Бомба – так называли это со времен Изделия № 1. С тех пор, какие бы метаморфозы ни претерпевала ее конструкция, ее разрушительная мощь и ее носители, там, где было можно о ней говорить, ее называли Бомбой.
Михаил Степаныч чуть приподнял брови и сделал затяжку.
– Э-э… я так понимаю – атомную, водородную и так далее бомбу?
– Да.
Странно, что Боря, при своей вулканической несдержанности на язык, ничего об этом ему не сказал.
Врач как будто понимающе (и в лице его даже как будто уменьшился интерес) неторопливо покивал головой, и Иван Ильич замолчал – ожидая, что врач ему скажет, что же он понял. И действительно – после минутной паузы Михаил Степаныч спросил:
– Видимо, у вас возникли… какие-то нравственные проблемы?

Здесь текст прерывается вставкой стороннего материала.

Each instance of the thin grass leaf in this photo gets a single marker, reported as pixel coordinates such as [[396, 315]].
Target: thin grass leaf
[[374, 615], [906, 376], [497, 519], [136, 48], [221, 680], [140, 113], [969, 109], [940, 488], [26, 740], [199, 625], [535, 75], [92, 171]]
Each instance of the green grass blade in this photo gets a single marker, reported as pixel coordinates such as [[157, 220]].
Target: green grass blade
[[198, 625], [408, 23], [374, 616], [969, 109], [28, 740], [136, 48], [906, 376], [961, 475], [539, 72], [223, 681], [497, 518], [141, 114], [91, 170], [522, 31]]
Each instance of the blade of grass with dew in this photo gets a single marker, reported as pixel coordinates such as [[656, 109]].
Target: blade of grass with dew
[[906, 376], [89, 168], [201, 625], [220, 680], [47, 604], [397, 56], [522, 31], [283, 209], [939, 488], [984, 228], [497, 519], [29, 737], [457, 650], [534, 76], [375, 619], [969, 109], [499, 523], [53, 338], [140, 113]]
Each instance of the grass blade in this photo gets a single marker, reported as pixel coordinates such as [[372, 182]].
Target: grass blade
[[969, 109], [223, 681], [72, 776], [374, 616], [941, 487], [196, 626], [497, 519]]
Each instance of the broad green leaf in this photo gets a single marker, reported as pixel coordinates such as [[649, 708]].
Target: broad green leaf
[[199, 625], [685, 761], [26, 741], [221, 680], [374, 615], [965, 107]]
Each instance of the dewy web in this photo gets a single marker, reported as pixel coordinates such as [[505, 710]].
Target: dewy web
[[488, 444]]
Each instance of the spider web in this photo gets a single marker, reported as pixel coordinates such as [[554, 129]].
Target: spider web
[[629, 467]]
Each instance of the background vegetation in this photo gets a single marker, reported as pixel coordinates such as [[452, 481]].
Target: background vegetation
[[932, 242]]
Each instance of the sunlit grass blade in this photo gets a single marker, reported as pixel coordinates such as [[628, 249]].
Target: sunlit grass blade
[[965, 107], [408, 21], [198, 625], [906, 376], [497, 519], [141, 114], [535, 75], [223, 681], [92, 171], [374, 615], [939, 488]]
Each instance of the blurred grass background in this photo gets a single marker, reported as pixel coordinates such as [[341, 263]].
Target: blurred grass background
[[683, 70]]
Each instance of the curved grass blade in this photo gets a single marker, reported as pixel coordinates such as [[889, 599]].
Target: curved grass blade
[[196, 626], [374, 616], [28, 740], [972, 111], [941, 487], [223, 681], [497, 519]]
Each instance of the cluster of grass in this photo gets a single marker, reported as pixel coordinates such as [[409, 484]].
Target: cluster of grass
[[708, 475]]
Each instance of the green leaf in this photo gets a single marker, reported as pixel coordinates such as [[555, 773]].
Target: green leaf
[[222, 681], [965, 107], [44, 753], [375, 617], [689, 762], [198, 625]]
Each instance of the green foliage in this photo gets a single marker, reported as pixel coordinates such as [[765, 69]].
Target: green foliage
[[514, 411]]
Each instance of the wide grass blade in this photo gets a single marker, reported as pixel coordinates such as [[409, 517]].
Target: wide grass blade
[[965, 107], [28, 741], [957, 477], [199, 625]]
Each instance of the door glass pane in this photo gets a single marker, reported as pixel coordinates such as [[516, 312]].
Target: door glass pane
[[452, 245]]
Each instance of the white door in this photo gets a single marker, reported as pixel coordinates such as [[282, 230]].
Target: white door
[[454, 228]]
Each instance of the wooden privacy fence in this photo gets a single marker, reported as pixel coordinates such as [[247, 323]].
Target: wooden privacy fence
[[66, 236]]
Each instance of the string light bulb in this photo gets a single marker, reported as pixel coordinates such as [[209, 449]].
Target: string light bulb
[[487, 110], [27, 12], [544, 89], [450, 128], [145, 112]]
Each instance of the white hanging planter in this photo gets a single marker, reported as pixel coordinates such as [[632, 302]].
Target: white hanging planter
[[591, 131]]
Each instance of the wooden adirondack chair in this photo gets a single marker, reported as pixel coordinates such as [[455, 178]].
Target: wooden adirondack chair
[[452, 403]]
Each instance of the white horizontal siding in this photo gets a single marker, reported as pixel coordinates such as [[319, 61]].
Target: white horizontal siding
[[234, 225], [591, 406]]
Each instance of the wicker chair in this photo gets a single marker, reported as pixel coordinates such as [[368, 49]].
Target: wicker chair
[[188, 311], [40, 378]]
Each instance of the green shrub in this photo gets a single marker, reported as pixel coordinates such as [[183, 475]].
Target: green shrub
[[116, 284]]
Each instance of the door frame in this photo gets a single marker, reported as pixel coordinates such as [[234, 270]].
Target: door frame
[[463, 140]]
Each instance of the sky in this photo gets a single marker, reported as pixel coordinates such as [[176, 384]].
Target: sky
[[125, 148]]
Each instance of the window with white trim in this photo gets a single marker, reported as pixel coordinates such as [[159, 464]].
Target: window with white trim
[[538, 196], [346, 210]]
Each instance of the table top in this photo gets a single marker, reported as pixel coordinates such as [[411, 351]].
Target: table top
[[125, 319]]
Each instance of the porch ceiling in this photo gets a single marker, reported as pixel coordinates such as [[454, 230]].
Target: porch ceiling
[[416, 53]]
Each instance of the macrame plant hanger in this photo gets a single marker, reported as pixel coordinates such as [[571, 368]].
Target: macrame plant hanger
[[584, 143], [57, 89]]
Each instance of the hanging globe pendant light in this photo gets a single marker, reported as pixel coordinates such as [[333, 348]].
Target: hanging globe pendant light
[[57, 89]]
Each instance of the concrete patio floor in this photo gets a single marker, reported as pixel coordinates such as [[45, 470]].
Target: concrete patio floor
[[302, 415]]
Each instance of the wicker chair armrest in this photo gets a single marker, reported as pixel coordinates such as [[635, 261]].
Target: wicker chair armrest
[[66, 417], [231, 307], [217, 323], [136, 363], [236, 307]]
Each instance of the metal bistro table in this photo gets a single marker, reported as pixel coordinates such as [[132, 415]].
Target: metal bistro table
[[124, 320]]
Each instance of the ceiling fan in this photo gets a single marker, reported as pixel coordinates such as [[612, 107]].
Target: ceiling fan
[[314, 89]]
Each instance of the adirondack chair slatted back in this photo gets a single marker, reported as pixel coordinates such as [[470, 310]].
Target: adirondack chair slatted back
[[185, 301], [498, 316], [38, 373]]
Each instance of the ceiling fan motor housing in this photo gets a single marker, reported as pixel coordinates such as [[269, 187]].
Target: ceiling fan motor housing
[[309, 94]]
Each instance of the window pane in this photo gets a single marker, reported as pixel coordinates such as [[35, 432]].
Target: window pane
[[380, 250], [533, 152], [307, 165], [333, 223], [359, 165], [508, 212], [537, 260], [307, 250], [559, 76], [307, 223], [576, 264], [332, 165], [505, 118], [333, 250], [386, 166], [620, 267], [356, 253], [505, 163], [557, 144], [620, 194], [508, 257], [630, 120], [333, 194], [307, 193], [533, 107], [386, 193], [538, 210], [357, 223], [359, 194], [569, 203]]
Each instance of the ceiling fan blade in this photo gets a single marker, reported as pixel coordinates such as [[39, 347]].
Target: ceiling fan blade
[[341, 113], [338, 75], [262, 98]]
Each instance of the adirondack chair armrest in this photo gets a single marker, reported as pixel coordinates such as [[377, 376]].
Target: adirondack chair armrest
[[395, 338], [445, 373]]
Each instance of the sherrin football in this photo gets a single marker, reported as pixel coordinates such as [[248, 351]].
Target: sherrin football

В связи с тем, что вы разрабатываете орудие уничтожения?
Иван Ильич покачал головой.
– Несколько лет назад я перешел в другую лабораторию. Сейчас я занимаюсь чисто теоретическими исследованиями.
– Извините, а с чем это было связано?
– Это произошло, когда соперничество с потенциальным противником потеряло в моих глазах всякий смысл… когда суммарная мощность боеприпасов превысила потребную для уничтожения человечества.
– То есть совершенствовать бомбы стало бессмысленно, – сказал врач.
– Ну, в общем да… Главное было уже не бомбы, а носители и защита от них. И, как ученому, заниматься тем, что бессмысленно, мне стало неинтересно.
– Значит, ваши, так сказать, морально-этические взгляды не сыграли здесь никакой роли?